Below on the left is Scott’s inscription on a book he gave Zelda’s father, a judge. I can’t remember what the book is, but it’s by Upton Sinclair, and Fitzgerald’s inscription is interesting because he indicates he knows his father-in-law probably won’t agree with Sinclair’s views, but they’re well-presented and worth reading, nonetheless. Was this a sly jab or an honest, expression of a view he had no fear of expressing and had confidence would be received with an open mind?
On the right, Zelda’s publicity photo for her novel, hanging in the spot where it was taken.
So yes, a very worthwhile visit, giving more life to the words on the pages we’ve been reading.
We could have done a lot more, time-wise, but one of us had risen at 4:45 to go to boxing boot camp and not slept in the car on the way down, and was fading a bit, even at that point – so we headed over the Alabama Archives and Museum, which we’d visited back in 2014, but that’s a long time ago. Free parking, free admission, so definitely an easy choice – a good review of Alabama history. No MooSeum this time, though.
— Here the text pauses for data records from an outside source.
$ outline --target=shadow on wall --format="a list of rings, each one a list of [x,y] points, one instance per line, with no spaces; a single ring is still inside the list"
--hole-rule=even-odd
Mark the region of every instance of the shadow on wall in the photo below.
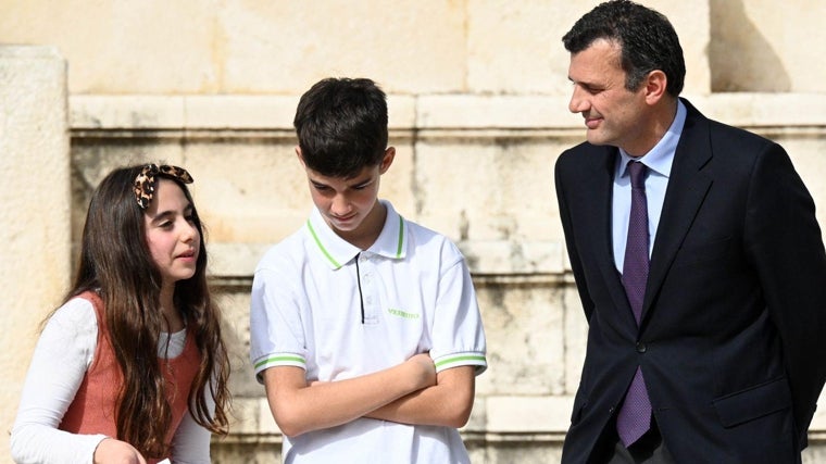
[[[714,92],[791,89],[783,61],[749,18],[742,0],[711,0],[711,87]]]

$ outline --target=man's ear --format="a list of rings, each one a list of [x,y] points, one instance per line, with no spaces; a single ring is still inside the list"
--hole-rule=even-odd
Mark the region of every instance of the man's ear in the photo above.
[[[378,166],[378,173],[384,174],[387,172],[387,170],[390,168],[390,165],[393,164],[393,159],[396,158],[396,147],[387,147],[387,150],[385,150],[385,155],[381,158],[381,164]]]
[[[668,76],[661,70],[654,70],[646,76],[646,102],[654,104],[662,99],[668,87]]]

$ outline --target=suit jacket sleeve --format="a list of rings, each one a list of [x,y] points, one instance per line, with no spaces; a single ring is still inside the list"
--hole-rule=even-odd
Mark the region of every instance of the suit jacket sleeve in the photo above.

One more quick stop before heading back north. And this speaks again to the value of exploring history in person, in walking in the footsteps, on well-worn paths. We can read books, we can even watch films, we can listen to speeches, but there’s something about being in a place in person and seeing it with your own eyes that expands a different sort of vision.
I’ve seen this a few times before, but I always seem to forget the reality of it.
For you know about the Montgomery Bus Boycott of 1955-56, and you know that it was coordinated out of the Dexter Avenue Baptist Church, pastored at that time by Martin Luther King, Jr. But perhaps seeing this image will clarify for you the courage that was at work in that place and at that moment, as those men and women worked out the beginnings of the road they’d be taking to justice, not just in a random church in a random neighborhood in Montgomery, but in this church one block away – one block – from the seat of the civil power arrayed against them.